I tried Klaus unprotect symbols code, but nothing was found or modified.

This is what I am doing now which works, but it is slow in large documents because it has to process all of the valid capital A characters along with the rogue ones :-(


Sub ScratchMacro()
'A basic Word macro coded by Greg Maxey
Dim oRng As Word.Range
Set oRng = ActiveDocument.Range
With oRng.Find
.Text = "A"
.MatchCase = True
While .Execute
If oRng.Text = Chr(40) Then
oRng.Text = Chr(34)
End If
oRng.Collapse wdCollapseEnd
Wend
End With
Set oRng = ActiveDocument.Range
With oRng.Find
.Text = "@"
.MatchCase = True
While .Execute
If oRng.Text = Chr(40) Then
oRng.Text = Chr(34)
End If
oRng.Collapse wdCollapseEnd
Wend
End With
End Sub

Jay Freedman
12-09-2013, 07:17 PM
Greg, I'd like to poke at this some more. Can you share the document with me? Thx, Jay

gmaxey
12-09-2013, 07:31 PM
Jay,

Some sample text with all the issues is on the way sepcor via e-mail.

macropod
12-09-2013, 07:49 PM
Hi Greg,

If you select the problem characters then use Insert|Symbol, Word should display them and their Unicode values - that's what you need to use for the Find expression (I'm suspecting FF20 (@) & FF21 (A), which you can insert into your Find expression as ChrW(65312) & ChrW(65313) or as ChrW(&HFF20) & ChrW(&HFF21)).

gmaxey
12-09-2013, 08:10 PM
Paul,

No joy. I tried those codes explicitly as well as Klaus Linke's code to find a wide range of characters. The only thing that finds them is the code posted earlier or this variation:


Sub ScratchMacroII()
'A basic Word macro coded by Greg Maxey
Dim oRng As Word.Range
Set oRng = ActiveDocument.Range
With oRng.Find
.Text = ChrW(65)
.MatchCase = True
While .Execute
If oRng.Text = Chr(40) Then
oRng.Text = Chr(34)
End If
oRng.Collapse wdCollapseEnd
Wend
End With
Set oRng = ActiveDocument.Range
With oRng.Find
.Text = ChrW(64)
.MatchCase = True
While .Execute
If oRng.Text = Chr(40) Then
oRng.Text = Chr(34)
End If
oRng.Collapse wdCollapseEnd
Wend
End With
End Sub


Its like they have a Chr value of the symbol they represent on the screen, but an Asc value of 40.

Sample file attached.

Jay Freedman
12-09-2013, 08:27 PM
Paul, in the sample that Greg sent, selecting the character and opening the Insert|Symbol dialog just displays the A and @ characters, as if they were typed from the keyboard, but ?AscW(Selection.Text) does return decimal 40.

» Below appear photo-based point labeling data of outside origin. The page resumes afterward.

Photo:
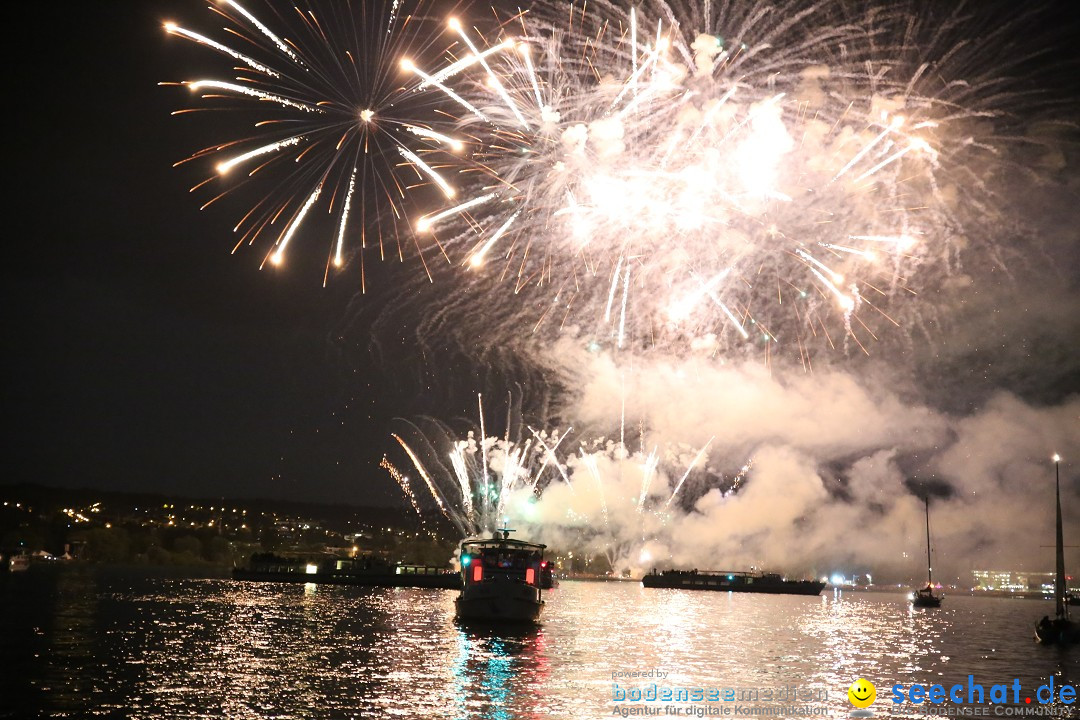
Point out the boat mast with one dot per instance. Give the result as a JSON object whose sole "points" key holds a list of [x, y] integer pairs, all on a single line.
{"points": [[930, 578], [1060, 581]]}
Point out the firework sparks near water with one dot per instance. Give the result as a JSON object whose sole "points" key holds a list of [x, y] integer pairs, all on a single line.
{"points": [[332, 124], [609, 498]]}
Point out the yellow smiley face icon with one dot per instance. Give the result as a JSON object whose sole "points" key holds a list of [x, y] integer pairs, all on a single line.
{"points": [[862, 693]]}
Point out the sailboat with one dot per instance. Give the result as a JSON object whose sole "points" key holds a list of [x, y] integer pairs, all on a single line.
{"points": [[925, 597], [1061, 629]]}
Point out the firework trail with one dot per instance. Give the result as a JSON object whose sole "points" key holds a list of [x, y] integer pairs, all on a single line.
{"points": [[338, 128], [741, 177], [595, 496]]}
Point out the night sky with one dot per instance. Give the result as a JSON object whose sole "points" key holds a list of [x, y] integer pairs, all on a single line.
{"points": [[142, 355]]}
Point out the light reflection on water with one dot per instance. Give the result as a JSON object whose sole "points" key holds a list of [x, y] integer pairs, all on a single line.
{"points": [[85, 643]]}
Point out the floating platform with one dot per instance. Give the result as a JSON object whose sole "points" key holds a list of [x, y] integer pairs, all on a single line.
{"points": [[365, 573], [731, 582]]}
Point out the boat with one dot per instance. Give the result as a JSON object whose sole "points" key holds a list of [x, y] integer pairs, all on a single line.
{"points": [[364, 571], [731, 582], [925, 596], [1062, 629], [501, 580]]}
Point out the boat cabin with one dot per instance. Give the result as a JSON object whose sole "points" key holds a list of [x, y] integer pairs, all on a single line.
{"points": [[485, 559]]}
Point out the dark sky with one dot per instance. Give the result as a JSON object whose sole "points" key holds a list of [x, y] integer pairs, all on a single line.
{"points": [[142, 355]]}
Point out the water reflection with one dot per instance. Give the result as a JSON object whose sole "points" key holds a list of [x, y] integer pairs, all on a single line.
{"points": [[96, 643]]}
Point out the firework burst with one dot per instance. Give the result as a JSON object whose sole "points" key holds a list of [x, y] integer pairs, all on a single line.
{"points": [[334, 126], [716, 175]]}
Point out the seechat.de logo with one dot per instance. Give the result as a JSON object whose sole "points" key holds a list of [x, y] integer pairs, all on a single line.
{"points": [[861, 694]]}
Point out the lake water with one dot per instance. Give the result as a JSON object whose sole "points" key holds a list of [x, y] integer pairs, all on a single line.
{"points": [[81, 642]]}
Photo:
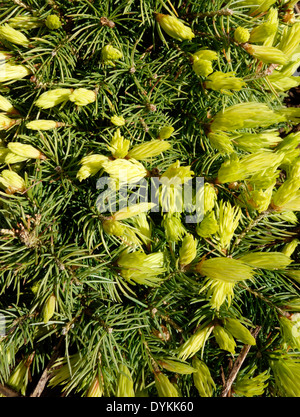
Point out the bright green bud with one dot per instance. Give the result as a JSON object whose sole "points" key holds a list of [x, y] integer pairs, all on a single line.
{"points": [[224, 339], [202, 67], [245, 115], [82, 96], [228, 220], [110, 54], [290, 330], [221, 141], [194, 343], [165, 132], [266, 260], [49, 308], [139, 268], [225, 269], [118, 145], [7, 33], [218, 292], [43, 125], [174, 27], [6, 105], [164, 387], [290, 247], [12, 182], [210, 197], [125, 383], [149, 149], [123, 171], [25, 151], [290, 39], [25, 22], [267, 54], [6, 122], [176, 366], [174, 229], [117, 120], [188, 250], [53, 98], [241, 35], [224, 81], [209, 225], [53, 22], [205, 54], [113, 227], [10, 72], [202, 378], [287, 376], [255, 142], [133, 210], [239, 331], [249, 386], [95, 389]]}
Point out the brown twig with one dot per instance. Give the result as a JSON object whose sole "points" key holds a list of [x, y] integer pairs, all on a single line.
{"points": [[8, 392], [237, 364]]}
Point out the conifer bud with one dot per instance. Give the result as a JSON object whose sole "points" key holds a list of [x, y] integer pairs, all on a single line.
{"points": [[176, 366], [239, 331], [221, 141], [53, 22], [117, 120], [6, 122], [113, 227], [149, 149], [26, 151], [290, 247], [25, 22], [188, 250], [49, 308], [266, 260], [209, 225], [267, 54], [95, 389], [118, 145], [202, 378], [202, 67], [164, 387], [225, 269], [125, 382], [224, 339], [241, 35], [224, 81], [12, 182], [194, 343], [43, 124], [174, 27], [82, 96], [6, 106], [110, 54], [7, 33], [290, 330], [165, 132], [53, 98], [249, 386]]}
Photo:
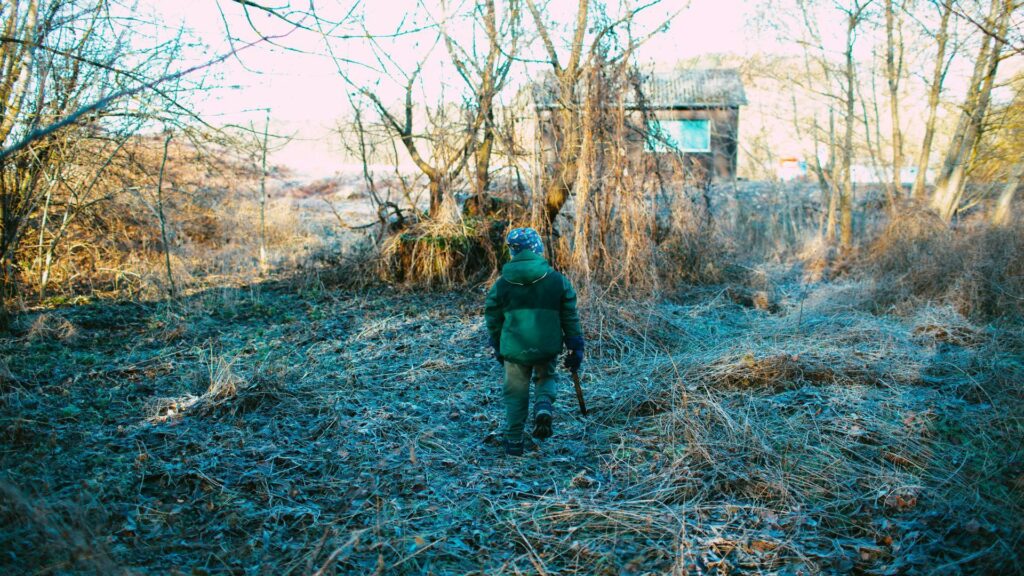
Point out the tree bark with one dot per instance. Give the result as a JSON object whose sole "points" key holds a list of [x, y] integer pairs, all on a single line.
{"points": [[952, 180], [1004, 208], [938, 78]]}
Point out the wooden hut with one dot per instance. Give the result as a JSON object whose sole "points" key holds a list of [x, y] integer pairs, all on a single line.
{"points": [[691, 114]]}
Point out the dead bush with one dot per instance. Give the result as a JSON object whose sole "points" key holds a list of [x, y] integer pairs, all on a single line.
{"points": [[52, 327], [438, 254], [975, 268]]}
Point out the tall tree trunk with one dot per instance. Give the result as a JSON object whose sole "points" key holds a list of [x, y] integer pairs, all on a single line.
{"points": [[1004, 208], [846, 193], [894, 69], [835, 183], [938, 78], [163, 220], [262, 196], [951, 182]]}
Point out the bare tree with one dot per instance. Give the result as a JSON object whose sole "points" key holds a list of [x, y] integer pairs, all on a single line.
{"points": [[951, 182], [934, 92], [894, 73], [486, 79]]}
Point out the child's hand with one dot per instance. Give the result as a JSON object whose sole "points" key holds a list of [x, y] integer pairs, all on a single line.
{"points": [[574, 359]]}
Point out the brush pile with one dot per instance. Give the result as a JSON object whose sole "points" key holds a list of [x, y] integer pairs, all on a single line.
{"points": [[336, 433]]}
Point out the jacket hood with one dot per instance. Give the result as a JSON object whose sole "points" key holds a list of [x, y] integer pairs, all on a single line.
{"points": [[525, 268]]}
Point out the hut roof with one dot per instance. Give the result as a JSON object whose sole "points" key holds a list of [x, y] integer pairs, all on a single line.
{"points": [[674, 90]]}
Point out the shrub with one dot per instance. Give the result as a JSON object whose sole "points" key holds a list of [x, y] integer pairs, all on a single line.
{"points": [[976, 268]]}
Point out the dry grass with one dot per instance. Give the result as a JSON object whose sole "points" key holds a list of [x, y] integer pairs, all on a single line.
{"points": [[52, 327], [977, 268], [354, 430], [439, 254]]}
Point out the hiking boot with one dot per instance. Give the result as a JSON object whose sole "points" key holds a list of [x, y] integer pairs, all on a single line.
{"points": [[542, 421], [513, 448]]}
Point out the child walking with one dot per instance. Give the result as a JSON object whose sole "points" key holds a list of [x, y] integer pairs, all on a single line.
{"points": [[530, 313]]}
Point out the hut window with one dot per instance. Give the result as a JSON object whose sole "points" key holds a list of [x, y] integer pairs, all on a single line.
{"points": [[681, 135]]}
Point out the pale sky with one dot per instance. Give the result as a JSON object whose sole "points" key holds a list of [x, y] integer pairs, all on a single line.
{"points": [[307, 95]]}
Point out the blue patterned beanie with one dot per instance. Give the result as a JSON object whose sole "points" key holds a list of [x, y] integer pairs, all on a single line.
{"points": [[524, 239]]}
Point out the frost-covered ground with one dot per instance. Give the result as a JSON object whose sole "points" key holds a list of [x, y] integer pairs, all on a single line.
{"points": [[285, 429]]}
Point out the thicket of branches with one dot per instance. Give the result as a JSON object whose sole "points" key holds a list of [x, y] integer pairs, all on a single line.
{"points": [[95, 129]]}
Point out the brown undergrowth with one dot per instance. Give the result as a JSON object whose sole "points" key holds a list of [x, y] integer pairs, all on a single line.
{"points": [[328, 432], [974, 266]]}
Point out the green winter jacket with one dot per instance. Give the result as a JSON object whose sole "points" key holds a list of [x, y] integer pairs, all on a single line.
{"points": [[530, 311]]}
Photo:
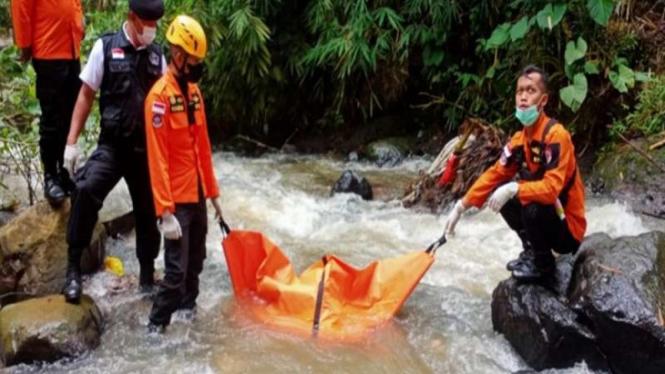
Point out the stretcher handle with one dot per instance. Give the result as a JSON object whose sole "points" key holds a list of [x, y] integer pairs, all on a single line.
{"points": [[434, 246], [226, 230]]}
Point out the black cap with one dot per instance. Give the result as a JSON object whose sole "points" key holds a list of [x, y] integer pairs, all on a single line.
{"points": [[148, 10]]}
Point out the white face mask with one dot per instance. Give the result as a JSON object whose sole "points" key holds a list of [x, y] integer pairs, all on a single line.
{"points": [[148, 35]]}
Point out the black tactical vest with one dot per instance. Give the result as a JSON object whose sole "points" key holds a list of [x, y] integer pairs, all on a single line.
{"points": [[128, 76]]}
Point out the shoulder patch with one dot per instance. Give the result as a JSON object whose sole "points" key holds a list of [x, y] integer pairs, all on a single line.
{"points": [[158, 108]]}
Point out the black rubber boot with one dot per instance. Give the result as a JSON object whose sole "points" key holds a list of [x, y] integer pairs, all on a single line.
{"points": [[528, 271], [66, 182], [52, 191], [147, 279], [526, 256], [73, 286], [154, 328]]}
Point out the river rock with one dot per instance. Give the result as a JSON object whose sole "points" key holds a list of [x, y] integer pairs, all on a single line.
{"points": [[33, 250], [606, 308], [387, 152], [47, 329], [351, 182]]}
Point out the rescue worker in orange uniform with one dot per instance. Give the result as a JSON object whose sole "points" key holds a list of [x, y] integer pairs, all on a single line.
{"points": [[49, 33], [181, 169], [545, 205]]}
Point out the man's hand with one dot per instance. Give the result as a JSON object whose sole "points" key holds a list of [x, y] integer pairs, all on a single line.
{"points": [[170, 226], [218, 209], [26, 55], [501, 196], [72, 154], [454, 217]]}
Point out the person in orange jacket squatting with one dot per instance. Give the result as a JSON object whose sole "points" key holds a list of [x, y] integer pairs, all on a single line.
{"points": [[545, 206], [49, 33], [181, 170]]}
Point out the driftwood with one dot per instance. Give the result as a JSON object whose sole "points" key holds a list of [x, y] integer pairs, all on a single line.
{"points": [[477, 156]]}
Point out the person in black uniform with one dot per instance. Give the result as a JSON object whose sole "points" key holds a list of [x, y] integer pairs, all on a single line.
{"points": [[123, 66]]}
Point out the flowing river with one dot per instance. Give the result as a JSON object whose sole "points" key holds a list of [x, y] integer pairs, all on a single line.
{"points": [[445, 327]]}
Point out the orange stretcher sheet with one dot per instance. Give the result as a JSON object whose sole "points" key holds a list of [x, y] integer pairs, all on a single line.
{"points": [[330, 299]]}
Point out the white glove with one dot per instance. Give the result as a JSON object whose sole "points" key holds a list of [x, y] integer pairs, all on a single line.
{"points": [[218, 208], [501, 196], [170, 226], [454, 217], [72, 154]]}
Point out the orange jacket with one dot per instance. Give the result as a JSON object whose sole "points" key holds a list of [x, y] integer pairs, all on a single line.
{"points": [[53, 28], [178, 153], [561, 166]]}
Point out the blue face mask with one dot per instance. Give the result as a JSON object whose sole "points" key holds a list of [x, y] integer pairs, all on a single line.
{"points": [[527, 116]]}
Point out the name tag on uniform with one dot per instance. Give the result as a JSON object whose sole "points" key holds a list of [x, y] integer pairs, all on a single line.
{"points": [[505, 154], [117, 54], [158, 108]]}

Also, the searches for ChrW(&HFF20) and ChrW(&HFF21) don't find the characters. In fact, the following macro finds nothing in the upper Unicode range in the document:


Sub x()
Dim rg As Range
Set rg = ActiveDocument.Range
With rg.Find
.MatchWildcards = True
.Text = "[" & ChrW(&HF020) & "-" & ChrW(&HF0FF) & "]"
While .Execute
rg.Select
Stop
Wend
End With
End Sub

In other words, this is not behaving like a symbol inserted by Word. The converter has done a nasty bit of work.

macropod
12-09-2013, 10:35 PM
hi Greg,

You might be able to achieve you goal with the following, interactive code:

Sub Demo()
Dim StrTmp As String, Rslt
With ActiveDocument.Range
With .Find
.ClearFormatting
.Replacement.ClearFormatting
.Text = "<" & ChrW(65) & "[!" & ChrW(65) & "]{1,}"
.Replacement.Text = ""
.Forward = True
.Wrap = wdFindStop
.Format = False
.MatchWildcards = True
.Execute
End With
Do While .Find.Found
StrTmp = .Text
StrTmp = Left(StrTmp, InStrRev(StrTmp, "("))
.End = .Start + InStrRev(StrTmp, "(")
.Select
Do While Rslt <> vbCancel
Rslt = MsgBox("Extend (Yes), Contract (No) or Process (Cancel)?", vbYesNoCancel)
If Rslt = vbYes Then
With Selection
.MoveEndUntil cset:="(", Count:=wdForward
.End = .End + 1
End With
End If
If Rslt = vbNo Then
With Selection
.End = .End - 1
.MoveEndUntil cset:="(", Count:=wdBackward
End With
End If
Loop
Rslt = vbNullString
.End = Selection.End
.Characters.First = Chr(34)
.Characters.Last = Chr(34)
.Collapse wdCollapseEnd
.Find.Execute
Loop
End With
Application.ScreenUpdating = True
End Sub
The code executes a Find, then runs a message box soliciting a user response. Unfortunately, with only three message box options, it's a bit limiting & counterintuitive.

Frosty
12-11-2013, 09:20 AM
Just jumping in a little... But I'm assuming there is no font name information. In years past, some conversion process from word perfect would leave a different font applied to just that character (WP Typographical Symbols, or something).

Quick stab in the dark...

Frosty
12-11-2013, 09:35 AM
Greg,
Shoot me the sample document too. Although in curious-- is the original in .doc, .docx, or .docx while maintaining compatibility with previous versions?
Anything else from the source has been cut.